The Tisbury board of selectmen unanimously approved regulations for the newly approved all-alcohol licenses, although at least one restaurant is already up and serving.
But following the advice of the town’s attorney, who was not present at Tuesday’s public hearing, the board did not approve a 10 am opening for restaurants to serve on Sunday mornings, a prime brunch day in the restaurant business.
A change of Sunday hours would require town meeting authorization, town administrator Jay Grande told the board.
Robert Douglas Jr., chief executive for Black Dog, and Laura Beckham, a manager for the company’s cafe on State Road, told the board that their attorney believes the licensing authority, which is the board of selectmen, can accept the state law that allows early Sunday openings.
“We’re the only ones who serve breakfast, so we’re the only ones affected by this,” Ms. Beckham said.
Board members struggled with their own attorney’s interpretation, but accepted it. The wild card appears to be that the all-alcohol licenses were approved by home rule petition, so the town’s legislative body — town meeting — would have to give the board authority to accept the state law.
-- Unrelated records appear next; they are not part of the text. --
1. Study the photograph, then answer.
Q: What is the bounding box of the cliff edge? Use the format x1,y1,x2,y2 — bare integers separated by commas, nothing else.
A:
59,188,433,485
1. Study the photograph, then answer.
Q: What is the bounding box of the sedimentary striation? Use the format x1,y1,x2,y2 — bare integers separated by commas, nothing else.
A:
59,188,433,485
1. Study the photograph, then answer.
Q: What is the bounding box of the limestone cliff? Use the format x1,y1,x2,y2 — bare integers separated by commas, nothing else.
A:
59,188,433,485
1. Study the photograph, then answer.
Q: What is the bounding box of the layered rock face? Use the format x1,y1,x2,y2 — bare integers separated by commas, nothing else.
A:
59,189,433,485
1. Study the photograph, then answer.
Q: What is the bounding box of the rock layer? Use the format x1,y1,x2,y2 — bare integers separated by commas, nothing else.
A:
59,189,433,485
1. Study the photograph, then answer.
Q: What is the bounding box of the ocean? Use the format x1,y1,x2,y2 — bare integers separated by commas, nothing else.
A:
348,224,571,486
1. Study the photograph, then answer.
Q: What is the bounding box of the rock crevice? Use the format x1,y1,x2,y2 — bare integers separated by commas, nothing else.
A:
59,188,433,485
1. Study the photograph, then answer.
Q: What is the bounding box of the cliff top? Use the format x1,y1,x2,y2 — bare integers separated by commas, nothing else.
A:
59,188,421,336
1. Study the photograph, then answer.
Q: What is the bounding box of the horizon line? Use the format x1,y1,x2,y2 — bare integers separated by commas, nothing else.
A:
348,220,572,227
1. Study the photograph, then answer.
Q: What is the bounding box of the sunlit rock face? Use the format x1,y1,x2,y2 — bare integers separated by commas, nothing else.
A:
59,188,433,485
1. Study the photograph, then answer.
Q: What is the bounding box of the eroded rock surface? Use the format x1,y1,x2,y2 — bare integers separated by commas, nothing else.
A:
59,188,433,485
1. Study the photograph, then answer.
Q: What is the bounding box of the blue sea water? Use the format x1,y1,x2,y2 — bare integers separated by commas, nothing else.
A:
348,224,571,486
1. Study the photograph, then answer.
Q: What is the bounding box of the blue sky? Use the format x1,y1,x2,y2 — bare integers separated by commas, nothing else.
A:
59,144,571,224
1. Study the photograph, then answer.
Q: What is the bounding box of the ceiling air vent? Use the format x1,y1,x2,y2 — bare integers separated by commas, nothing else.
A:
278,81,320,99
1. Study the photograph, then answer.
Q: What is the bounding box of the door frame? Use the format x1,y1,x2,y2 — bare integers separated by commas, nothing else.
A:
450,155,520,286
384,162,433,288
“I think I understand what counsel is saying, but I would like more clarity also,” selectman Tristan Israel said. Should selectmen find they don’t need to go to town meeting, they’ll make changes to the regulations, Mr. Israel said.
Earlier in the evening, the board approved an all-alcohol license for Garde East.
In other business, Tisbury selectmen delayed action on moving a utility pole on Martin Road until they determine whether the new pole will be within a sidewalk.
That and another hearing about an electricity pole opened a discussion about whether Eversource should move poles that impede sidewalks.
“There have been some poles, more recent installations, that don’t comply with [the Americans with Disabilities Act],” Mr. Grande said.
He plans to send a list to Eversource to see what can be done about having the poles moved.
Chairman Larry Gomez didn’t hold out much hope. “I think Eversource tends to ignore us,” he said.
The board also voted unanimously to write a letter of support for a House bill that would add a five cent deposit to nip bottles, after receiving an update on the legislation from Mr. Israel.
A 10-year lease was signed with Martha’s Vineyard Shellfish Group on the so-called Solar Hatchery. The hatchery had been operating on a licensing agreement, Mr. Grande said.